Topic Modeling
Article information
A topic model is a type of statistical model to determine abstract “topics” that occur in a collection of documents. Topic modeling is a frequently used text-mining tool employed in the discovery of hidden semantic structure in a body of text. Intuitively, given that a document is about a particular topic, it would be expected that certain words would appear in the document more or less frequently. A document typically is concerned with multiple topics in different proportions thus, in a document that is 10% about “A” and 90% about “B”, there would probably be about 9 times more “B” words than “A” words. The “topics” returned by topic modeling techniques are clusters of similar words. A topic model captures this notion in a mathematical framework, which allows the examination of a set of documents, based on the statistics of the words used in each document, what the topics might be, and what each document’s balance of topics is.

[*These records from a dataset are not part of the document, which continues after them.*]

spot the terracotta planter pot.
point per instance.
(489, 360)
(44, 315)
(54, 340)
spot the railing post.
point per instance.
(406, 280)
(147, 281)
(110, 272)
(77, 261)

Topic models are also described as probabilistic topic models, which refers to statistical algorithms used for the discovery of latent semantic structure in an extensive body of text. In this age of information, understanding large collections of unstructured bodies of text is simply beyond an individual’s processing capacity due to the amount of written material encountered each day. Topic models can help to organize written material and offer insight. Originally developed as a text-mining tool, topic models have been used to detect “instructive” structure in data such as genetic information, images, and networks. They also have applications in other fields such as bioinformatics [1].
Topic modeling is a type of big data analysis methodology for discovering abstract topics that repeatedly occur in a collection of documents. When writing an article, an author has a specific keyword in mind, this keyword is repeated throughout the article. The collection of keywords is modeled as a finite mixture over an underlying set of topic probabilities, and then a latent topic in a specific document is returned [2].
The web scraping method has recently been developed where data mining is employed to automatically collect and analyze large-scale web documents. There are many open-source libraries provided for data mining, thus making it possible to analyze big data with only a small amount of coding. Text mining is not only a good method for identifying the structure of a text and extracting concepts, but is also useful for visualization [3]. Text mining is being used to determine trends in journals, social network services such as twitter and blogs, customer types (through online reviews), and the discourse of big data in news outlets [4–8].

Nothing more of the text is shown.